業務マニュアルがあれば、社員の離職などにも備えることができます。
業務の属人化が進みすぎてしまうと、たった一人の離職が業務遂行上の大きな妨げとなり、ひいては経営課題となる可能性があります。
マネジメント側として、このようなリスク要因を少しでも減らすためにも業務マニュアルを有効的に活用すべきといえるでしょう。

業務マニュアル化の3つのデメリット

業務マニュアルは導入メリットが多いものですが、扱い方によってはデメリットもあります。

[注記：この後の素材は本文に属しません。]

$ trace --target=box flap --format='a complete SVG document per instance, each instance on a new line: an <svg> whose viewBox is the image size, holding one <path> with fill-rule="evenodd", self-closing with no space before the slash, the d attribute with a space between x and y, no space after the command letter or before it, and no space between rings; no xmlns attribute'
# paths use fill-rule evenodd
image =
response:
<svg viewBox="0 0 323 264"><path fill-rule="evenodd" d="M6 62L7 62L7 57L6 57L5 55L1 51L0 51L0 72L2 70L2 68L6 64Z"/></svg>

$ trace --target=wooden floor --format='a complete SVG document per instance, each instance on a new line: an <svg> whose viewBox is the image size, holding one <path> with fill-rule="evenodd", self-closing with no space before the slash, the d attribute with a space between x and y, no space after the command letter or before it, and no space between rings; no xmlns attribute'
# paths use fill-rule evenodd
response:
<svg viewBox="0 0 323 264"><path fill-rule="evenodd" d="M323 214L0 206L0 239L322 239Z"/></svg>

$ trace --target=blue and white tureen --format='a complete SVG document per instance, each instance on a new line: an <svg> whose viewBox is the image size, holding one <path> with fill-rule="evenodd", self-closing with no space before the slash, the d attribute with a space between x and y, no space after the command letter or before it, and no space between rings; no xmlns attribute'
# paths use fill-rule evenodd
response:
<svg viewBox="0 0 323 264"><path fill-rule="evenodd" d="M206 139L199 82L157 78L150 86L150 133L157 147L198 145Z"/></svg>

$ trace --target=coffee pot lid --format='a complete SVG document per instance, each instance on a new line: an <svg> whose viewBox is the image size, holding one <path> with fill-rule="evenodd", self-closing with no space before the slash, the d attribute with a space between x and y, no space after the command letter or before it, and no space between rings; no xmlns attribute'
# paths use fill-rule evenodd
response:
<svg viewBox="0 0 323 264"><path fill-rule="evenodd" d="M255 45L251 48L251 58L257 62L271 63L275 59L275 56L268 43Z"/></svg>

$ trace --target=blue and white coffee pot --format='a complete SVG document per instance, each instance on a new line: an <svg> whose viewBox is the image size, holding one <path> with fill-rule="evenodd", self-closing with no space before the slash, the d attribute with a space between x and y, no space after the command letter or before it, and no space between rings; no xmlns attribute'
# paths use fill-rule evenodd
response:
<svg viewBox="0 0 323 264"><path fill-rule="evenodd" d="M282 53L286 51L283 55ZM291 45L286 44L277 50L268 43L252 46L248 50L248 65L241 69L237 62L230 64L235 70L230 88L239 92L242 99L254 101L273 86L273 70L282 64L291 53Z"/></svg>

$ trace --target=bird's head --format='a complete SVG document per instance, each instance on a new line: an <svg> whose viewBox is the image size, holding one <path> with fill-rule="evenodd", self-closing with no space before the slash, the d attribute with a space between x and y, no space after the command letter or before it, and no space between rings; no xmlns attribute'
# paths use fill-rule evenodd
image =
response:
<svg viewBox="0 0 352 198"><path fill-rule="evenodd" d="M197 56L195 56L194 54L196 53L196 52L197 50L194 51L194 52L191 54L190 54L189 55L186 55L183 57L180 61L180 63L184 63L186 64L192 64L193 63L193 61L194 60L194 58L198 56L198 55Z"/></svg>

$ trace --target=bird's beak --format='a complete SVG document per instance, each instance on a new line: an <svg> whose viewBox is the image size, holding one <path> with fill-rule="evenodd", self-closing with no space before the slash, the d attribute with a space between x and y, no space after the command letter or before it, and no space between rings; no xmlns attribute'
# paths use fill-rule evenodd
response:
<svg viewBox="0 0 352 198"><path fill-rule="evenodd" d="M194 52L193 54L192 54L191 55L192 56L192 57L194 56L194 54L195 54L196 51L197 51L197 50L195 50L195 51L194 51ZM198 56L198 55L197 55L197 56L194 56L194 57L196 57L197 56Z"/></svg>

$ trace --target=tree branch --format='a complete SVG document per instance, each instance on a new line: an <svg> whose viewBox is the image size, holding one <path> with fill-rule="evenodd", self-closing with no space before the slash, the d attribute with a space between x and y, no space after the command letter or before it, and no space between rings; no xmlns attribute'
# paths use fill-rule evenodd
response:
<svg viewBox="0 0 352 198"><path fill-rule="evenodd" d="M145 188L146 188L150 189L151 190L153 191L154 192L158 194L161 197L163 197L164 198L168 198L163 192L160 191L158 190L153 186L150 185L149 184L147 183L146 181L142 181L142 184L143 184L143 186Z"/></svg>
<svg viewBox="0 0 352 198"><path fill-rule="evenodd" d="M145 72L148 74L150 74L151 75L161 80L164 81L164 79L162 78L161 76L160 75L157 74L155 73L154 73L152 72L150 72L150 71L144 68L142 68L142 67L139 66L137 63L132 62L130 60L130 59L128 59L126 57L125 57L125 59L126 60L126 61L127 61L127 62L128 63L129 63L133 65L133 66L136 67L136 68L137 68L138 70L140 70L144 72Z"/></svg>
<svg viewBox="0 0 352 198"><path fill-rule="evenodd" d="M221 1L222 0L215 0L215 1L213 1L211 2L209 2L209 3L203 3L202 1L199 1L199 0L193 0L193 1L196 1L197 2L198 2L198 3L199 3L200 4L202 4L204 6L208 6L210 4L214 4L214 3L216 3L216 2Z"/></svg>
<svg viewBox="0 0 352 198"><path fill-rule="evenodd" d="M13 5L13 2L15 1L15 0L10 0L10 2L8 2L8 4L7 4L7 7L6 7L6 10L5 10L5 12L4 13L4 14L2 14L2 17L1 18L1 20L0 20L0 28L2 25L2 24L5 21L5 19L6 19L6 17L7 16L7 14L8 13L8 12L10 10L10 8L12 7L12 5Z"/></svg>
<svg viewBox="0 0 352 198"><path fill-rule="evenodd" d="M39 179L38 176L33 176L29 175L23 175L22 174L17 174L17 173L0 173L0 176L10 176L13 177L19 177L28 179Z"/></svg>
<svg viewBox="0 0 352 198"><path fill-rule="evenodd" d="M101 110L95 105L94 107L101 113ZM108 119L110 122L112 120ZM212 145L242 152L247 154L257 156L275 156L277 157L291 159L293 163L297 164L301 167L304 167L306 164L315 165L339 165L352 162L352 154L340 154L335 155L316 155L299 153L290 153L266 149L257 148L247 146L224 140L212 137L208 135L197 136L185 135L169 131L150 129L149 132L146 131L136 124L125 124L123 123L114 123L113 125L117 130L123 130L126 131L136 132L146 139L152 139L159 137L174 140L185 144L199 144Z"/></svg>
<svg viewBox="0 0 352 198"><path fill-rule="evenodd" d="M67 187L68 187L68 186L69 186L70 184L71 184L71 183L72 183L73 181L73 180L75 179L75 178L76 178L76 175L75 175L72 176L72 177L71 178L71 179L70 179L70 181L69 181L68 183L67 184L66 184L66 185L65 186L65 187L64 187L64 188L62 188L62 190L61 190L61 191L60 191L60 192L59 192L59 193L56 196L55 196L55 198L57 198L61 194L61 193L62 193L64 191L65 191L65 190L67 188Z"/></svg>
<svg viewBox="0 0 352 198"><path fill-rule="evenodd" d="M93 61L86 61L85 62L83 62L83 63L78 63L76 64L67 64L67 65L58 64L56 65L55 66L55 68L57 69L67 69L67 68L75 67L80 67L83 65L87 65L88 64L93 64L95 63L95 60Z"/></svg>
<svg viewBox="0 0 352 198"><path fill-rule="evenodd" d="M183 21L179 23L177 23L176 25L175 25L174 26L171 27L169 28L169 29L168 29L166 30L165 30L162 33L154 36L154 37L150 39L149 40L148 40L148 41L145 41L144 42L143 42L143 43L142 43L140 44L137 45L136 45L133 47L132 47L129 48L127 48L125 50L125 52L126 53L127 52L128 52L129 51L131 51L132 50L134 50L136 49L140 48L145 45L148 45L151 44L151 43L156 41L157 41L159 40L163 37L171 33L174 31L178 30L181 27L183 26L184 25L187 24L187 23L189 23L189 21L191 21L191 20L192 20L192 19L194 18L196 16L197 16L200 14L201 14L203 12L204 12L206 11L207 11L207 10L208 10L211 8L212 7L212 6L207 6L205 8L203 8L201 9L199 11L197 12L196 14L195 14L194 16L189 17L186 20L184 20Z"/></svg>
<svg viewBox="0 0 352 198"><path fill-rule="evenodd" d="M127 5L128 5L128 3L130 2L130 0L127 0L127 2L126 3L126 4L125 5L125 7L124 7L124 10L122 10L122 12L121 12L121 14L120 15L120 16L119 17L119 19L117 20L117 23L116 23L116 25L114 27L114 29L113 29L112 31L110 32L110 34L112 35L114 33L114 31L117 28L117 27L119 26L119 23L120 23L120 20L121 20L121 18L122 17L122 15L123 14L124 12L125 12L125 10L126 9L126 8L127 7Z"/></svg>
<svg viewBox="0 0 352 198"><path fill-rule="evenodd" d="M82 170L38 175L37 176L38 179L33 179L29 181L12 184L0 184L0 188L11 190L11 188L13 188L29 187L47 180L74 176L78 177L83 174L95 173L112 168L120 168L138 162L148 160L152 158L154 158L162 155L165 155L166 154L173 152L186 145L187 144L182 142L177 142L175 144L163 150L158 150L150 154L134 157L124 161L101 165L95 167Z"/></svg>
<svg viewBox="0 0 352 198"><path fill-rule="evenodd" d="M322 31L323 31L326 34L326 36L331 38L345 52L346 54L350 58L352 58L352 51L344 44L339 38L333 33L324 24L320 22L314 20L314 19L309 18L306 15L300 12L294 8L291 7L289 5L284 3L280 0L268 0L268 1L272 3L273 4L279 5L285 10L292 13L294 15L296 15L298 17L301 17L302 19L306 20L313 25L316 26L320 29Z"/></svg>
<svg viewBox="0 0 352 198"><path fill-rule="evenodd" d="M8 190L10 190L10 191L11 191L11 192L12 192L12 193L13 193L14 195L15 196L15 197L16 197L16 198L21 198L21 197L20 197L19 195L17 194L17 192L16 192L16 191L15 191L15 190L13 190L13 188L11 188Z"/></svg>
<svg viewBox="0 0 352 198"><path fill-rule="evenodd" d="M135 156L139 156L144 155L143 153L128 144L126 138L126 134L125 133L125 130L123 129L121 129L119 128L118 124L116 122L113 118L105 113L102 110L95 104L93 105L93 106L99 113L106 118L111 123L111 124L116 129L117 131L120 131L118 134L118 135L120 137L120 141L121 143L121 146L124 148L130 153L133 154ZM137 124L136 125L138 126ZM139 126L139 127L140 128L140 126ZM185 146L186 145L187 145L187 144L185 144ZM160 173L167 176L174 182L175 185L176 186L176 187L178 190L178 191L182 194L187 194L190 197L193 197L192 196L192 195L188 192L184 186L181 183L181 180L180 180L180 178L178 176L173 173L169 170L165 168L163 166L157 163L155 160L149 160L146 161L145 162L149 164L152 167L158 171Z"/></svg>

1|業務マニュアルに縛り付けられてしまう可能性がある

業務マニュアルがどんなに便利であっても、従業員やアルバイトに業務の目的や意味を十分に伝えられていないと…「業務マニュアルの通りに作業をすること」を目的としてしまう人が現れてしまいます
本来社員やアルバイトには、自らの創意工夫を持って業務に取り組んでもらい、そのフローや成果を改善していくような姿勢をもってもらう必要がありますので、このような状態はあまり良くありません。いわゆる「マニュアル人間」が生まれてしまう原因です。

また、そのような方が業務ミスを起こしてしまった場合には「マニュアルに書いていたから・書いていないから」などと責任転嫁を行ってしまうことでしょう。
業務マニュアルはあくまで業務をスムーズに進めるための補助資料であって、「必ず従うべきもの」ではない場合がほとんどです。
業務マニュアルに縛り付けられてしまうと、臨機応変な対応ができなくなり、マニュアルに記載されていないイレギュラーケースに遭遇すると、その後の対応が問題に発展してしまうなどのことが発生します。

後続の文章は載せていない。